Day Three ~ Fort Hall
Martha batted away mosquitoes as she sat in the shade with the girls and several other women and children outside the sturdy structure. Fort Hall. What a relief to find this semblance of civilization so far out in the wilderness. It also meant they’d covered a fair amount of their journey, but when she asked Larry if it would be downhill from here, he wouldn’t answer.
—A Place of Her Own: The Legacy of Oregon Pioneer Martha Poindexter Maupin, Janet Fisher. (Guilford, CT, Helena, MT: TwoDot/Globe Pequot Press, 2014), p. 118.

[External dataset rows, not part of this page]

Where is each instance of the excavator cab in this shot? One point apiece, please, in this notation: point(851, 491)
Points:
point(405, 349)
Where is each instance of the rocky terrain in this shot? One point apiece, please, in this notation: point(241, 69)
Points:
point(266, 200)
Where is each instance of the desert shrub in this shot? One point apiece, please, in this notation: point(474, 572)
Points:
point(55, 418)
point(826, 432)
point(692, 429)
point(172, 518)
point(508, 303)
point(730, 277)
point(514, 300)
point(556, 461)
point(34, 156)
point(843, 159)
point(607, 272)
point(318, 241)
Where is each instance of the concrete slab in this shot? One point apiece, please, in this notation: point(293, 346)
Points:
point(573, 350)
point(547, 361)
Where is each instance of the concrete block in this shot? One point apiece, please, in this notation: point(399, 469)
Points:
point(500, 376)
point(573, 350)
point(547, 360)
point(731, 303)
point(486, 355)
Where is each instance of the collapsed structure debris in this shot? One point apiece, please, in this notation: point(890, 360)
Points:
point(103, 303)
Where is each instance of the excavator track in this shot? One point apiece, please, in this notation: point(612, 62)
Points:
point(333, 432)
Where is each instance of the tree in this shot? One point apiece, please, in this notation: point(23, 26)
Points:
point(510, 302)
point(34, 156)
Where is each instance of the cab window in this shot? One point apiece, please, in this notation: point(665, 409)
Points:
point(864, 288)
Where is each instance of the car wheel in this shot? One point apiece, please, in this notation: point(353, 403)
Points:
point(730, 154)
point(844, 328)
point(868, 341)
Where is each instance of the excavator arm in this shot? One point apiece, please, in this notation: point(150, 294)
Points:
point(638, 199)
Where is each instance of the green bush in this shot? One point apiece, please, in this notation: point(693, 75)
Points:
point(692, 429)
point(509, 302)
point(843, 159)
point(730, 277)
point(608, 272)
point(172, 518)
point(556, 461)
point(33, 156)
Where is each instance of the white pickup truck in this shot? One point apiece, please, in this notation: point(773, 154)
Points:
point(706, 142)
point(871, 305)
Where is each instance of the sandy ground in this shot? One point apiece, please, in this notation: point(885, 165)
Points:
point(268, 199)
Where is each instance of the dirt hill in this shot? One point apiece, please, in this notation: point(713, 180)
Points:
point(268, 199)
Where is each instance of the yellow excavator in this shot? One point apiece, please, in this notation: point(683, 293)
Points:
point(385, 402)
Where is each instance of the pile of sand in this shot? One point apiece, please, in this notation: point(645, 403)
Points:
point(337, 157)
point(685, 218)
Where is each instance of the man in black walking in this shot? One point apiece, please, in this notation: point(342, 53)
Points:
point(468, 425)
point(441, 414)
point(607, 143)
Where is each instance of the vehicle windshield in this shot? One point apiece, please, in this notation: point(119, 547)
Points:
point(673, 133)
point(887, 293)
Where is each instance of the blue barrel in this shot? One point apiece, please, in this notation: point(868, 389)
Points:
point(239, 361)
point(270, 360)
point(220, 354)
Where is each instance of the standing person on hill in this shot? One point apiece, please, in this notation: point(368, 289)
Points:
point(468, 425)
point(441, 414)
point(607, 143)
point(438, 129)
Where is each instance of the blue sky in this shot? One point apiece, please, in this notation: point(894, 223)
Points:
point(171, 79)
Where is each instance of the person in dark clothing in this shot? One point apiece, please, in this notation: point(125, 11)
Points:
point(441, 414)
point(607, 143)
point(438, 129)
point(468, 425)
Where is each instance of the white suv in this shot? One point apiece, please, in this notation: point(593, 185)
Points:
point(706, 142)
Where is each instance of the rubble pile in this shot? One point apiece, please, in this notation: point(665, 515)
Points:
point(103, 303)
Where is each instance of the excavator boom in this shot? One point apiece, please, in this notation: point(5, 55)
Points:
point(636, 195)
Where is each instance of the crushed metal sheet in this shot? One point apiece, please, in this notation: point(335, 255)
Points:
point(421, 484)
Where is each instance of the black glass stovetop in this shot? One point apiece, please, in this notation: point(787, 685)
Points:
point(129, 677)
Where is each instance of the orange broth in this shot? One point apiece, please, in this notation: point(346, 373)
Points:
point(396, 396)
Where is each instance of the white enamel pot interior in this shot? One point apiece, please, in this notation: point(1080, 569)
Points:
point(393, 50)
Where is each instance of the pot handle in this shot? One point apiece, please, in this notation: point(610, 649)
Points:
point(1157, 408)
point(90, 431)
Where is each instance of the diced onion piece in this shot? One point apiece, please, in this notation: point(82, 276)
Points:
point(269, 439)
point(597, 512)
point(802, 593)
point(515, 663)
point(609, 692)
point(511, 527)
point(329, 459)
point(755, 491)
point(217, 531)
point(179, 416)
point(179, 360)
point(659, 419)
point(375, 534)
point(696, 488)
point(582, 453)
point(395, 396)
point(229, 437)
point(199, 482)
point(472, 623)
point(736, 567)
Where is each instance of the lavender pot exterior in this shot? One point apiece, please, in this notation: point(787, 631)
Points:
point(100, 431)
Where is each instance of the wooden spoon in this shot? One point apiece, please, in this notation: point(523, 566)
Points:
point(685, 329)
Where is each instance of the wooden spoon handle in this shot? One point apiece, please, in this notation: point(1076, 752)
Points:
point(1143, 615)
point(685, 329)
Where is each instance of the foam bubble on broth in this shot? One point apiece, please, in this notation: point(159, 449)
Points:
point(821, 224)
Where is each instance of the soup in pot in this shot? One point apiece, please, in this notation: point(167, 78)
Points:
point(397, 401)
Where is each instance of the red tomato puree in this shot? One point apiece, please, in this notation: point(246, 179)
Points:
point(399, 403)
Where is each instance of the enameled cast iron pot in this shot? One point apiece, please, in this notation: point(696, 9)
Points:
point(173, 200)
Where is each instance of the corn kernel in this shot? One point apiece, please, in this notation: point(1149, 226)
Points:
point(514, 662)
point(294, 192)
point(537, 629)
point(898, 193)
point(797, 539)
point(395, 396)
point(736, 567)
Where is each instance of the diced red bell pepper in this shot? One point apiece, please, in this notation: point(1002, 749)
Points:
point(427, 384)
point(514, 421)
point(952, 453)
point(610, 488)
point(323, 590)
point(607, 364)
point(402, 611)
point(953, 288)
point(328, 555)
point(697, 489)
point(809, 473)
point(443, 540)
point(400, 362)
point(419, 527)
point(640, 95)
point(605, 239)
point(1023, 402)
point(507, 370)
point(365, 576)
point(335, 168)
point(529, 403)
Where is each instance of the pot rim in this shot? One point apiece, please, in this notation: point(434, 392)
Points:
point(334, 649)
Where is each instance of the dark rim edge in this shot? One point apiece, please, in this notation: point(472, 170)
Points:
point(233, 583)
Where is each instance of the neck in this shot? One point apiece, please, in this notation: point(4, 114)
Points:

July 23rd We traveled 18 miles;;, twelve and a half miles brought us to fort Hall. . . . This fort is built of sun burnt brick (adobes), It is a rather shabby looking concern, but in case of an attak from without its inmates would be tolerably well protected It has port holes through the walls for the admission of guns,; This fort is now abandond by the government and is occupied by some traders;;
—The diary of Abigail Jane Scott, in Covered Wagon Women: Diaries and Letters from the Western Trails, 1840-1890. Vol. 5, 1852, The Oregon Trail, Kenneth L. Holmes and David C. Duniway, eds. (Glendale, CA: The Arthur H. Clark Co., 1986), p. 94.
[August] 19 Thursday To day came to Fort Hall on snake River and passed it at one in the P.M. It is made of unburnt bricks and is little larger than a good sized barn. It is not now occupied by the soldiers but is used for a trading station. Some 50 or 100 wagons, markd U.S. in large letters stand there rotting. Encamped about 2 miles from the fort on Pannock creek and had very good feed – Made 14m
—The diary of Cecelia Adams & Parthenia Blank, in Covered Wagon Women: Diaries and Letters from the Western Trails, 1840-1890. Vol. 5, 1852, The Oregon Trail, Kenneth L. Holmes and David C. Duniway, eds. (Glendale, CA: The Arthur H. Clark Co., 1986), p. 284.
28th Thursday . . . We almost suffered with dust & want of water Near night we came to the Port Neuf river which we had to ford it is large & deep we had to raise our wagon beds. Ft Hall trading post is near . . . The men from the post came to see us . . .
29 Friday Our road was through sage brush . . . The mosquitoes were very annoying.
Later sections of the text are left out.